Parecía que los filmes mediocres que bebían de las fuentes de El club de la lucha, una película que a todas luces era imposible de emular, habían terminado con la llegada de cierta nueva generación norteamericana al medio. Nada más lejos de la realidad.
Sin límites es de ese tipo de películas que confunde la palabra inteligencia con mover la cámara lo más deprisa posible y que la voz en off convierta el relato en la canalización de los pensamientos de un Peter Pan cualquiera, pero pronto evidencia su simpleza cuando pone en boca del supuesto hombre más inteligente del mundo generalidades absurdas sobre teoría económica que no tienen ningún valor.
Sin moraleja, sin reflexión posible, Sin límites podría pertenecer sin sonrojarse a cualquier género infantil. Se trata de la clase de filme que habla de cómo superar la mediocridad y las miserias humanas sólo puede lograrse a través de un elixir mágico que te convierta en inmortal. Como de costumbre, la película no sabrá ir más allá del uso individual que hace su protagonista de este hilarante poder mágico.
Lo importante en esta cinta es, pues, poner en escena el artefacto, vanagloriarse ante el dispositivo construido, pero ser incapaz en todo momento y por pura inmadurez del guión de dialogar de alguna manera sobre el egoísmo y la sinrazón humana que el cuento pareciese poner en marcha en contados momentos de la trama.

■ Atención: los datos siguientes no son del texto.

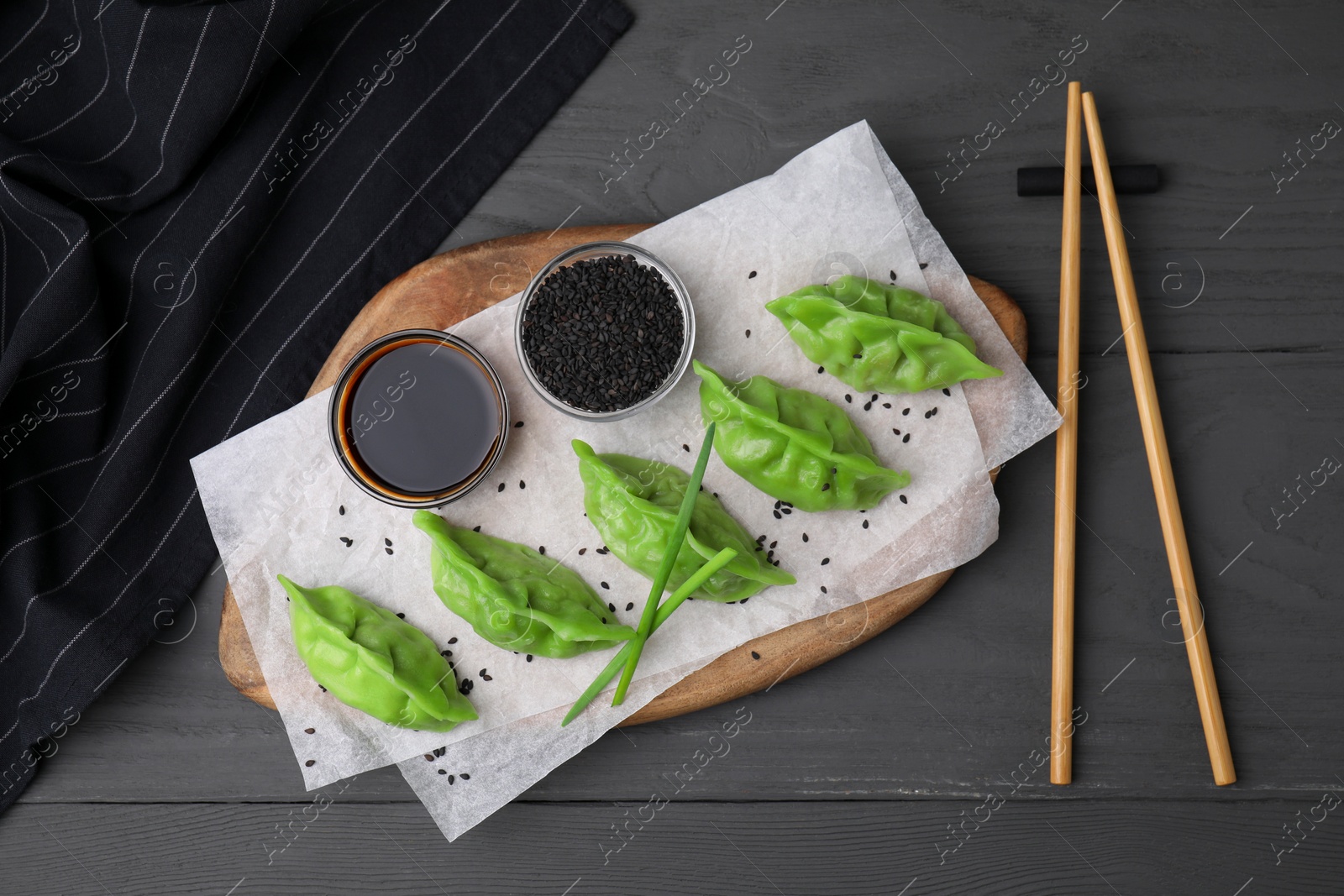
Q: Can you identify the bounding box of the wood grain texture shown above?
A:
[0,800,1344,896]
[219,224,1026,726]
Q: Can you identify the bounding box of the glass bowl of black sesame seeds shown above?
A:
[515,242,695,421]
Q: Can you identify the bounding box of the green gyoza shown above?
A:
[278,576,475,731]
[573,439,797,602]
[695,361,910,511]
[766,274,1003,392]
[412,511,634,657]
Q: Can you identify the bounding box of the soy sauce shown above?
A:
[343,340,504,495]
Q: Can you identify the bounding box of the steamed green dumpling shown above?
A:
[695,361,910,511]
[573,439,797,602]
[766,274,1003,392]
[278,576,475,731]
[412,511,634,657]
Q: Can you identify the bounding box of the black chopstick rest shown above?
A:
[1017,165,1163,196]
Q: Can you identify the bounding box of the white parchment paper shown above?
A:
[192,123,1058,840]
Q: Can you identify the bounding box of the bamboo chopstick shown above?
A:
[1050,81,1084,784]
[1084,92,1236,784]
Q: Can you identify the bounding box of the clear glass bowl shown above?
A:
[513,240,695,421]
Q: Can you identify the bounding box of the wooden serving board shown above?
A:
[219,224,1026,726]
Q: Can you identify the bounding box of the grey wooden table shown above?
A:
[0,0,1344,896]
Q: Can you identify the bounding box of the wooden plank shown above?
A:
[24,352,1344,800]
[0,800,1344,896]
[444,0,1344,352]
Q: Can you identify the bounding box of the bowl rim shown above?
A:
[513,239,695,422]
[327,327,512,509]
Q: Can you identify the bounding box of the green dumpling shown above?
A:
[574,439,797,603]
[766,274,1003,392]
[412,511,634,658]
[278,576,475,731]
[695,361,910,511]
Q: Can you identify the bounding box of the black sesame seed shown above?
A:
[522,255,685,411]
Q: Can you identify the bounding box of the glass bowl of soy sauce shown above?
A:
[328,329,508,508]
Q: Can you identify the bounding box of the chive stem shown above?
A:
[560,548,738,728]
[612,421,714,706]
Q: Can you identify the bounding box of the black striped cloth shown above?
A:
[0,0,630,809]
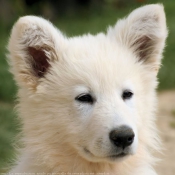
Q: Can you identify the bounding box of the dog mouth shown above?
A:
[84,148,129,160]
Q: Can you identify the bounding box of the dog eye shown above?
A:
[122,90,133,100]
[75,94,94,103]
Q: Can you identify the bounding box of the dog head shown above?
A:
[8,5,167,162]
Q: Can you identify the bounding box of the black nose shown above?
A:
[109,125,135,149]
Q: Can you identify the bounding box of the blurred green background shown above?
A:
[0,0,175,173]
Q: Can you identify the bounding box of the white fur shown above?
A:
[8,5,167,175]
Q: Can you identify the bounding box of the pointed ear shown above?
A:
[8,16,64,88]
[108,4,168,70]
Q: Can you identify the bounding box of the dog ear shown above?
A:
[8,16,64,88]
[108,4,168,70]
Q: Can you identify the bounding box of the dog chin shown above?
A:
[82,148,134,163]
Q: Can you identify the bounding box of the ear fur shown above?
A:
[8,16,64,88]
[108,4,168,70]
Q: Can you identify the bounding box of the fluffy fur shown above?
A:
[8,4,167,175]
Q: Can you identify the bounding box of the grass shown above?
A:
[0,0,175,173]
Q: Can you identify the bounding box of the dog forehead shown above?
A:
[52,34,141,90]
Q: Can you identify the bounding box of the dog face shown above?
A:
[8,5,167,162]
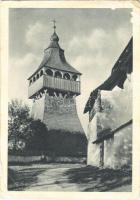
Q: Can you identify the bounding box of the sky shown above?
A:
[9,8,132,132]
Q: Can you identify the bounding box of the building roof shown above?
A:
[29,31,81,78]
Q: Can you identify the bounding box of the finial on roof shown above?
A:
[51,19,59,42]
[52,19,56,32]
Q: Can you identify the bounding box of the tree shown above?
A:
[8,99,32,149]
[8,99,47,154]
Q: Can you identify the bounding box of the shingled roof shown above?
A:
[29,31,81,78]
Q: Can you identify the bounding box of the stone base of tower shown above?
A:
[32,94,87,156]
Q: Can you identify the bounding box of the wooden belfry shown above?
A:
[28,20,86,154]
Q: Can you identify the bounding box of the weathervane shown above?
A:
[52,19,56,32]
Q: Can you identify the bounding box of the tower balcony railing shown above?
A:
[28,75,80,98]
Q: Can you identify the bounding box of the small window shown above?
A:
[36,74,39,79]
[29,79,32,85]
[40,70,43,76]
[72,75,78,81]
[64,73,70,80]
[46,69,53,76]
[55,71,62,78]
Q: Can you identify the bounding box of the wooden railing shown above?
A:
[28,75,80,98]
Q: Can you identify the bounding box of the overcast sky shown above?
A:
[9,8,132,131]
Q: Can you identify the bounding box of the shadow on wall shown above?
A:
[65,166,132,192]
[8,168,46,191]
[47,130,87,157]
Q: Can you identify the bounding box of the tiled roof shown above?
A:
[29,32,81,78]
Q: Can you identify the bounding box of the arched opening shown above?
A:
[29,79,32,85]
[40,70,43,76]
[72,74,78,81]
[46,69,53,76]
[36,74,39,79]
[63,73,70,80]
[55,71,62,78]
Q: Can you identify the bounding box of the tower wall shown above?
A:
[32,94,84,134]
[32,94,87,156]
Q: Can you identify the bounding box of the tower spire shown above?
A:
[52,19,56,33]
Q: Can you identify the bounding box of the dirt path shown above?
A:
[9,164,131,191]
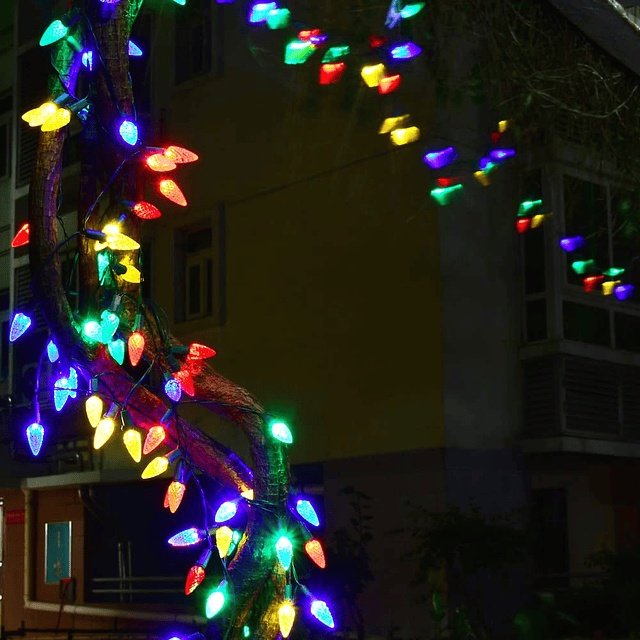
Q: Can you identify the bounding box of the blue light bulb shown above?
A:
[296,500,320,527]
[164,378,182,402]
[9,312,31,342]
[119,120,138,147]
[47,340,60,362]
[215,501,238,522]
[27,422,44,456]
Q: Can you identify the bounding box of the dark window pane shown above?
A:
[188,265,200,315]
[562,302,610,347]
[563,175,611,284]
[527,300,547,342]
[614,313,640,351]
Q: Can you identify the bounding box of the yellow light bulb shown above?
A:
[216,527,233,558]
[378,113,409,133]
[602,280,622,296]
[22,102,58,127]
[42,109,71,131]
[93,418,115,449]
[360,62,386,87]
[278,601,296,638]
[141,456,169,480]
[391,127,420,146]
[84,394,103,429]
[122,429,142,462]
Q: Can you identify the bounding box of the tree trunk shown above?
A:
[29,0,289,640]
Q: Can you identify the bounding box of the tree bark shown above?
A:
[29,0,289,640]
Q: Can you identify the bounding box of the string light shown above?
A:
[11,222,29,249]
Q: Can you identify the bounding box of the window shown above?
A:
[175,0,220,84]
[175,207,225,326]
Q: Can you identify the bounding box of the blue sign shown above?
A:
[44,522,71,584]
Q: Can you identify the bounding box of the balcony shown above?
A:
[521,353,640,457]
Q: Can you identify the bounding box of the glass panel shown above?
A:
[187,264,200,316]
[563,175,611,284]
[527,299,547,342]
[562,302,611,347]
[614,313,640,351]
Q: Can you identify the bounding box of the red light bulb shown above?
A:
[133,202,162,220]
[189,342,216,360]
[173,369,196,398]
[158,179,187,207]
[164,480,187,513]
[142,425,167,456]
[184,564,204,596]
[304,540,327,569]
[164,146,198,164]
[11,222,29,247]
[378,73,401,94]
[146,153,176,172]
[320,62,345,84]
[127,331,145,367]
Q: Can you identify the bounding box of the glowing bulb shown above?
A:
[249,2,278,24]
[84,395,103,429]
[271,422,293,444]
[284,40,316,64]
[22,102,58,127]
[146,153,177,172]
[93,417,115,449]
[122,429,142,462]
[41,109,71,131]
[9,311,31,342]
[40,20,69,47]
[141,456,169,480]
[215,501,238,522]
[132,202,162,220]
[205,581,224,618]
[11,222,29,248]
[118,120,138,147]
[304,540,327,569]
[164,378,182,402]
[184,564,204,596]
[296,500,320,527]
[164,480,187,513]
[390,127,420,147]
[53,378,69,411]
[164,145,198,164]
[278,602,296,638]
[158,179,187,207]
[378,113,409,133]
[378,73,402,94]
[127,331,145,367]
[189,342,216,360]
[47,340,60,363]
[360,63,386,87]
[320,62,345,84]
[142,425,167,456]
[216,527,233,558]
[311,600,335,629]
[127,40,142,58]
[390,42,422,60]
[27,422,44,456]
[276,536,293,571]
[167,527,202,547]
[107,338,124,364]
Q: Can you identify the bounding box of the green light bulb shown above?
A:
[276,536,293,571]
[40,20,69,47]
[271,422,293,444]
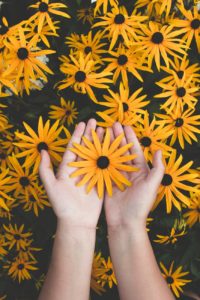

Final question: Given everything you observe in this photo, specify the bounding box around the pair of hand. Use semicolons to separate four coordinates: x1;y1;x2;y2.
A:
39;119;164;229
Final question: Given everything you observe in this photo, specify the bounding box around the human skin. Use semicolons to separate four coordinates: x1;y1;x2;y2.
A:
39;119;174;300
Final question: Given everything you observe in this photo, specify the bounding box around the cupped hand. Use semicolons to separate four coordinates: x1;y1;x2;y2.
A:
101;122;165;229
39;119;103;228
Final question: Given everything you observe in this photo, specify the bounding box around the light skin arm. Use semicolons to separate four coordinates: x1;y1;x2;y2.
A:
101;123;175;300
38;119;103;300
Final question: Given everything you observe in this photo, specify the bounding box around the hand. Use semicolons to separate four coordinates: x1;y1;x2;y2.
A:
39;119;103;229
101;123;164;229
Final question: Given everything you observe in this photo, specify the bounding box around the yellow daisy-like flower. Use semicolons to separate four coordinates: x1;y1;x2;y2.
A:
29;0;70;32
152;150;198;214
155;109;200;149
49;97;78;126
158;56;200;85
77;7;94;25
92;6;147;50
94;0;119;15
18;186;51;217
154;72;199;113
3;224;32;251
0;168;13;211
183;186;200;228
160;261;191;298
97;83;150;126
14;116;71;173
171;0;200;52
103;47;153;86
58;53;112;102
4;28;55;87
69;129;137;198
3;257;38;283
131;21;187;71
100;256;117;289
135;111;172;161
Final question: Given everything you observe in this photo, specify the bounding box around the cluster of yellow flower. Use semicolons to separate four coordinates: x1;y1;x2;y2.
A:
0;0;200;299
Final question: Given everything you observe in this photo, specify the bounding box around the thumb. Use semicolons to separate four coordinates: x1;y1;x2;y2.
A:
147;150;165;188
39;150;56;189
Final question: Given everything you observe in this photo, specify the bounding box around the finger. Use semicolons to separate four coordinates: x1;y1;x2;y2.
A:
56;122;86;178
124;126;149;170
39;150;56;190
147;150;165;190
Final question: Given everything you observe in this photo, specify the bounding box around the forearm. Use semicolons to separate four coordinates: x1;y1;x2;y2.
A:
38;221;96;300
108;225;175;300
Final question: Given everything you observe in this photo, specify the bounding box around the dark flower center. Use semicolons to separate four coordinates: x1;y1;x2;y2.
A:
166;276;174;284
140;136;151;147
161;174;173;186
84;46;92;54
177;71;184;79
97;156;110;169
75;71;86;82
39;2;48;12
17;264;24;270
117;54;128;66
176;87;186;97
17;47;28;60
0;26;9;35
114;14;125;24
19;176;30;187
122;102;129;112
151;32;164;44
175;118;184;127
191;19;200;29
37;142;49;152
14;234;21;241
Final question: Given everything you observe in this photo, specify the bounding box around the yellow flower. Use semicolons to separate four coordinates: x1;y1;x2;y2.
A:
171;0;200;52
152;150;198;213
131;21;187;71
58;53;112;102
14;116;71;173
92;6;147;50
29;0;70;32
3;224;32;251
3;257;38;283
160;261;191;298
69;129;136;198
49;97;78;126
154;72;199;113
155;109;200;149
97;83;149;126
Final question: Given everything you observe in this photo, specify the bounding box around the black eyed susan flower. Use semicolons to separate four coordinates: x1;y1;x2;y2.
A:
183;186;200;228
77;6;94;25
93;6;147;50
171;0;200;53
49;97;78;126
3;257;38;283
103;47;152;86
29;0;70;32
97;83;149;126
131;21;187;71
69;129;137;198
58;53;112;102
4;28;55;91
18;186;51;217
158;56;200;85
15;116;71;173
154;72;199;113
155;109;200;149
3;224;32;251
152;150;198;213
135;111;172;161
160;261;191;298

Una historia más del ególatra “yo soy capaz de escribir esta idea”, “yo soy capaz de filmar esta genialidad”, antes de lanzar cualquier mensaje.
Parece mentira que Neil Burger, el director de la insólita El ilusionista (2006), sea el realizador de esta otra película del montón, lo cual hace pensar que aquella era sólo un resultado de su maravillosa dirección de producción y no de su verdadero autor.
Puede que influya sobremanera en el fracaso de Sin límites el protagonismo exacerbado de Bradley Cooper, cuyo límite está realmente en su capacidad actoral. El narcisismo y egocentrismo enfermizo de la cinta llega hasta el punto de que Cooper aparezca en todos y cada uno de los planos del filme.
Quizás otro actor le hubiese dado al personaje todos los matices posibles a esta golosina de protagonista, pero Cooper convierte en ridícula la puesta en escena de un Doctor Jekyll moderno, desesperado cuando está en su estado normal y absolutamente brillante cada vez que toma sus pastillas.
Lo peor de todo no es que apenas nos importe la resolución de la trama de la película, ni tampoco que Robert De Niro haga de sí mismo por enésima vez y caiga definitivamente en el agujero de lo indiferente. Lo peor es comprobar cómo aún hay gente en la industria que crea que aún tiene algún sentido copiar el modelo de una película de la que todos reconocimos al verla que era imposible de repetir.